Se nos estúdios da ITV Osborne catalogou o resultado dos tories como “catastrófico” e descreveu o programa eleitoral de May como “um dos piores manifestos de um partido no governo da História”, na tarde de sexta-feira, no Twitter, enquanto na grande maioria das primeiras páginas dos jornais britânicos se atropelavam os termos “caos”, “desastre” e “choque”, o antigo ministro legendava, através de uma mensagem naquela rede social, a capa escolhida para a edição final desse dia, do seu diário, com uma simples frase: “Está tudo dito” (“Says it all”). E a que se referia?
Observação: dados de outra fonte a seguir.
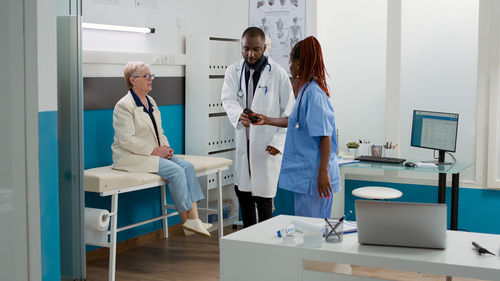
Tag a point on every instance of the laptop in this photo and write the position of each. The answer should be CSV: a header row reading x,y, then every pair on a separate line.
x,y
419,225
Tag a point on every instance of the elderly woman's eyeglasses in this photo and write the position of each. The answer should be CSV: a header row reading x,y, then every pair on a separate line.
x,y
147,76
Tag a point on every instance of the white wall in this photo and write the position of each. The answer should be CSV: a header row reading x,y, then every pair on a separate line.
x,y
47,56
172,19
439,51
353,38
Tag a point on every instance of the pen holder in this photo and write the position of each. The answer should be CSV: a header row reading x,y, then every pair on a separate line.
x,y
364,149
390,153
335,234
376,150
A uma fotografia da primeira-ministra, acompanhada pelo título “Rainha da Negação”, em letras garrafais, no momento em que anunciou ao país a solução DUP.

Do governo à redação

Com 46 anos e depois de alguns meses durante os quais exerceu o cargo de deputado pelo pacato círculo eleitoral de Tatton, situado nos arredores das importantes cidades operárias do norte de Inglaterra, Manchester e Liverpool, Osborne anunciou, em março deste ano, que iria abraçar um novo projeto: ser editor do vespertino diário da capital britânica, o “London Evening Standard”. Foi nessa nova pele – a decisão de trocar o parlamento pela redação, “em busca de novos desafios”, causou espanto junto da opinião pública, tendo em conta a sua total inexperiência no meio jornalístico e o passado no governo – que protagonizou aquilo a que o site Politico ou a revista “The Spectator” descreveram como uma “doce vingança” sobre o Partido Conservador, posta em prática nos últimos dias.

Frases como “May é uma mulher morta que ainda caminha”, “as decisões que afetam Londres vão ser agora tomadas em Belfast” ou “Boris [Johnson] está em permanente campanha pela liderança [do partido]”, foram ditas pelo próprio, entre sorrisos e com um indisfarçável brilho nos olhos, no programa de Andrew Marr, na BBC. Editoriais corrosivos criticando a estratégia eleitoral tory, desprezando a “autoridade não-existente da primeira-ministra” e troçando da “ferida autoinfligida pelo desastroso manifesto” foram redigidos por si e publicados no “Evening Standard”.

E assim, depois de meses de hibernação, regressa com uma nova capa o tory que muitos viam como o próximo líder do partido e um dos principais rostos do malfadado governo de Cameron, para criticar o plano que os seus sucessores desenharam para tirar o país da União Europeia e para liderar os destinos do Reino Unido, com observações venenosas, palavras de escárnio e um inegável prazer em ver aqueles que o afastaram – de forma previsível, diga-se, tendo em conta o seu posicionamento sobre o Brexit, em todo igual ao do seu líder de executivo – a lutar para manter a cabeça à tona da água. “Acho que ninguém se lembra da última vez que Osborne se mostrou tão contente”, resume o jornalista John Crace, num artigo de opinião no “The Guardian”. Pois claro! O próprio nem disfarça.